For these reasons, they argue, summary judgment is appropriate on the
Briese Plaintiffs’ § 1983 claims. Id. at 19.
Respecting the Briese Plaintiffs’ negligence claims, the County
Defendants argue that they did not breach any duty of care. They
argue that no reasonable jury could conclude based on the evidence of
13
record that the County Defendants failed to use reasonable care in
their investigation of David. Id. They argue that the Briese Plaintiffs’
negligence claims fail because: (1) the Briese Plaintiffs have never
named any individual County Defendants nor identified which County
Defendants acted negligently; (2) there is no evidence that use of a
legal, over-the-counter supplement led to David’s accident in his patrol
vehicle; (3) there is no evidence of record indicating interference with
David’s ability to perform the functions of his job; and (4) no evidence
suggests that David was using any mind-altering or incapacitating
substances at all or that any of the County Defendants knew or should
have known that David would not perform his job functions safely. Id.

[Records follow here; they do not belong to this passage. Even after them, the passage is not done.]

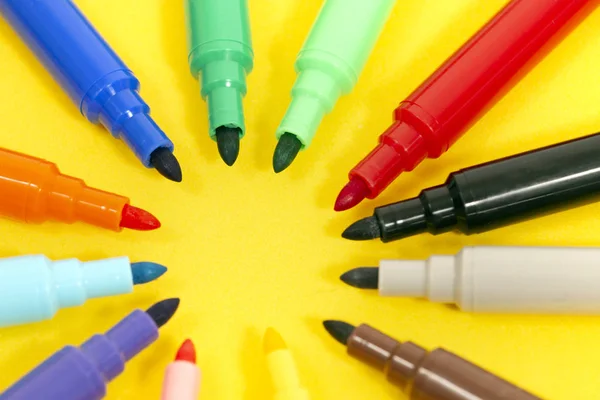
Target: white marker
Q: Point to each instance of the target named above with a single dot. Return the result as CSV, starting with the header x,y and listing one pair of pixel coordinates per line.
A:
x,y
544,280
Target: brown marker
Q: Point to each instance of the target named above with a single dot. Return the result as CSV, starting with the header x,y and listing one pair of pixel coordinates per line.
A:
x,y
422,374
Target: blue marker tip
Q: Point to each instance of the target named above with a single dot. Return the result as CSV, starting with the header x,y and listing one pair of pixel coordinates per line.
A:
x,y
144,272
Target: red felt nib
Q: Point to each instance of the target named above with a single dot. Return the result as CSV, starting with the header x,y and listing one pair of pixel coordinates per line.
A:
x,y
138,219
353,193
186,352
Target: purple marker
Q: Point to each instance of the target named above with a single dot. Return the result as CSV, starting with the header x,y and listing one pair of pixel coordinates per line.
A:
x,y
81,373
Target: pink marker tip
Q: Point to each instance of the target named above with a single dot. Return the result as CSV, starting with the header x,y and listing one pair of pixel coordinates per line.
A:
x,y
186,352
353,193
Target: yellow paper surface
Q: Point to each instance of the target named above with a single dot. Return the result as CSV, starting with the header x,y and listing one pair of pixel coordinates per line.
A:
x,y
247,249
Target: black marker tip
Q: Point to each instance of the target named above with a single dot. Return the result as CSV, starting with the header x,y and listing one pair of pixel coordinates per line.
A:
x,y
166,164
162,311
339,330
228,143
362,277
286,151
363,229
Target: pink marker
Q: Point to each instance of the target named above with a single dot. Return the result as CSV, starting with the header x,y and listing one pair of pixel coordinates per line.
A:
x,y
182,376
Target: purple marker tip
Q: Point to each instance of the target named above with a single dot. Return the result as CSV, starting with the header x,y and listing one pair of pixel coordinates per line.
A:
x,y
75,373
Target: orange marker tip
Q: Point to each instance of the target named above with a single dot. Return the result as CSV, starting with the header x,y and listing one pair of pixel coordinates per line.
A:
x,y
138,219
273,341
187,352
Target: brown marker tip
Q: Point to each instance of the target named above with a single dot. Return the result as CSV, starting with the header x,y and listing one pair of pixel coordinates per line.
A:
x,y
339,330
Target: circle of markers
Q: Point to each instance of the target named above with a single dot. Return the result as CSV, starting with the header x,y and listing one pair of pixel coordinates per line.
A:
x,y
425,125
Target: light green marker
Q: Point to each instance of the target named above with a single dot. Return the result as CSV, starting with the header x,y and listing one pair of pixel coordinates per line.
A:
x,y
220,56
328,66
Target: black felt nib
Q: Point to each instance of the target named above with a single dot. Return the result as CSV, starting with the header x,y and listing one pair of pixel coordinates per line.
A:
x,y
286,151
162,311
340,330
362,277
166,164
228,143
363,229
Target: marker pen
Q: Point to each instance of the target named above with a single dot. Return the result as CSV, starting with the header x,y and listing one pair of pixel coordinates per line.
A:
x,y
280,362
93,76
494,279
432,375
494,194
33,190
328,66
439,111
182,377
77,373
33,288
221,56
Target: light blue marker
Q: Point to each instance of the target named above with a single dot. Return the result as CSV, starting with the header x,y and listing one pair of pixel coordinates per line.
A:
x,y
34,288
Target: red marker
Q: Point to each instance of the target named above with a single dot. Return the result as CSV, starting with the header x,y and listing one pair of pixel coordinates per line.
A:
x,y
438,112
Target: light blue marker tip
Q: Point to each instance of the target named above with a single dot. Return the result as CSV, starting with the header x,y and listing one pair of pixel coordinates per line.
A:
x,y
34,288
144,272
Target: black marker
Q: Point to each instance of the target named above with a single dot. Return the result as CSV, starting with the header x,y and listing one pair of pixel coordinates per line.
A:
x,y
494,194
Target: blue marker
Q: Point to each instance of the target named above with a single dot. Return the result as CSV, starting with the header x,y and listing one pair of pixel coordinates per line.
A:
x,y
95,78
34,288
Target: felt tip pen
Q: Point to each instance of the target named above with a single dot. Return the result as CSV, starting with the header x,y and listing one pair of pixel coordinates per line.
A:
x,y
34,288
439,111
494,279
78,373
182,376
221,56
284,373
94,77
432,375
494,194
328,66
33,190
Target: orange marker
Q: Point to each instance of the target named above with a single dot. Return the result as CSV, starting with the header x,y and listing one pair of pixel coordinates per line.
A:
x,y
34,191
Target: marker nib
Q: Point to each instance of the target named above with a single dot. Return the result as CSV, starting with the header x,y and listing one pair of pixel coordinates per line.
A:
x,y
144,272
228,143
187,352
286,151
273,341
166,164
363,229
339,330
362,277
162,311
353,193
138,219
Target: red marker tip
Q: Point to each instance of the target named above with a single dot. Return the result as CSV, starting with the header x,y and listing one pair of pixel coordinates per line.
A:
x,y
138,219
353,193
186,352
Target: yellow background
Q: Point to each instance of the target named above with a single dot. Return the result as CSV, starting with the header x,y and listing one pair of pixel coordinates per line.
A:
x,y
247,248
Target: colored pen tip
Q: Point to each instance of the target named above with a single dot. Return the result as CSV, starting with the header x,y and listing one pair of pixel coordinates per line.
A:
x,y
362,277
353,193
166,164
144,272
273,341
339,330
228,143
162,311
187,352
138,219
363,229
286,151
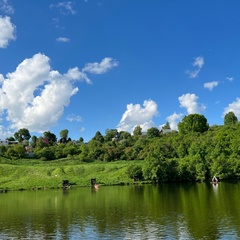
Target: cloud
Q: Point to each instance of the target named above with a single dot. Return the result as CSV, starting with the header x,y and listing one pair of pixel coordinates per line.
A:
x,y
34,96
233,107
174,120
99,68
198,64
137,115
210,85
6,7
189,101
65,8
63,39
7,31
230,79
74,118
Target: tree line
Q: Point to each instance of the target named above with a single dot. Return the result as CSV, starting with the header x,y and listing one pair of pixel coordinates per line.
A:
x,y
195,152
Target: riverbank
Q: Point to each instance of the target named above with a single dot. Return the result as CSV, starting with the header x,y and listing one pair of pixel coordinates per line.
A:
x,y
31,174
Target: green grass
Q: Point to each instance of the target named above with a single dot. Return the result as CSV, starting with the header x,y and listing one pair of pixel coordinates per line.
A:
x,y
36,174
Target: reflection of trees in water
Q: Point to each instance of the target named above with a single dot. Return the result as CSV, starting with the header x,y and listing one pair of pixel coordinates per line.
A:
x,y
166,210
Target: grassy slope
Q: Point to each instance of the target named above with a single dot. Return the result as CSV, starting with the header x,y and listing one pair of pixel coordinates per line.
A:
x,y
35,174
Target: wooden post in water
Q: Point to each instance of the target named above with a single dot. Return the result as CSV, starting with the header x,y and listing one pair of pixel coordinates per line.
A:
x,y
93,181
65,183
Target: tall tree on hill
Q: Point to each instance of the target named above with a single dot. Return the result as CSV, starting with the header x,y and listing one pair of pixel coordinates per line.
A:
x,y
193,123
230,119
22,134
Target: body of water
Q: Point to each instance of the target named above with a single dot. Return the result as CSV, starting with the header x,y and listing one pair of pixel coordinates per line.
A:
x,y
166,211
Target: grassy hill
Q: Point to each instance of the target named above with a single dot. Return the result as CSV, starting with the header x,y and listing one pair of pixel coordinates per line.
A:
x,y
36,174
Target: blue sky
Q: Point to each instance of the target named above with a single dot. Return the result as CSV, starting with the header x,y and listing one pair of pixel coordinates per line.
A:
x,y
93,65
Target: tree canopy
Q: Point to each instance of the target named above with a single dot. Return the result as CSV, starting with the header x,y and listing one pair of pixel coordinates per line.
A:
x,y
193,123
230,118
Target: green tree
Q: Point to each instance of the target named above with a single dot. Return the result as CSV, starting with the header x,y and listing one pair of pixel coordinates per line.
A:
x,y
193,123
52,139
98,137
230,118
22,134
33,141
10,139
137,131
153,132
110,134
166,126
19,150
64,134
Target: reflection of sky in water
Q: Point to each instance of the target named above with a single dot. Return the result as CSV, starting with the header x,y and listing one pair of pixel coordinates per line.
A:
x,y
153,213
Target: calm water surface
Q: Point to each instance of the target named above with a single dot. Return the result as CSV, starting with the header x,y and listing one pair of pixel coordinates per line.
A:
x,y
168,211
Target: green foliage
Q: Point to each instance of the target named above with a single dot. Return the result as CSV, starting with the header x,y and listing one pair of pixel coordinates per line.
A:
x,y
230,118
153,132
137,131
135,171
193,123
52,139
64,134
22,134
195,153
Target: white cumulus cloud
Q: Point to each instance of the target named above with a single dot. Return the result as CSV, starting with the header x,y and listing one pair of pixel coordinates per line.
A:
x,y
6,7
136,115
99,68
210,85
34,96
63,39
189,101
7,31
65,8
173,120
233,107
197,64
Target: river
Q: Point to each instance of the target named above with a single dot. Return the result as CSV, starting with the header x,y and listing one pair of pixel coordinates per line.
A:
x,y
166,211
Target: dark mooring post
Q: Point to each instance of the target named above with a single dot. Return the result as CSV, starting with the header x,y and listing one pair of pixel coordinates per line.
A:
x,y
65,184
93,181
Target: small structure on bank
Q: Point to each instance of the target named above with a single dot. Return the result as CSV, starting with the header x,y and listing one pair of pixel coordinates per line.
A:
x,y
214,179
65,184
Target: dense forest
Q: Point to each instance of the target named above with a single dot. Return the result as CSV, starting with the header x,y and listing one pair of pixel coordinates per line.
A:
x,y
195,152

at 21. Thus, the County Defendants argue, it was not foreseeable to
them that David would drive too fast and fail to wear a seatbelt while
responding to a request for assistance. Id.
Also, the County Defendants argue, the Briese Plaintiffs have
failed to produce any evidence to show how disciplining David for using
a legal steroid would have prevented the accident in his patrol vehicle.
They also argue that the Briese Plaintiffs have failed to disclose any
14
experts who could testify about whether David’s DHEA use could have
contributed to his accident or that its use would have made an accident
foreseeable and that their failure precludes them from making those
claims. They argue that for these same reasons, the Briese Plaintiffs’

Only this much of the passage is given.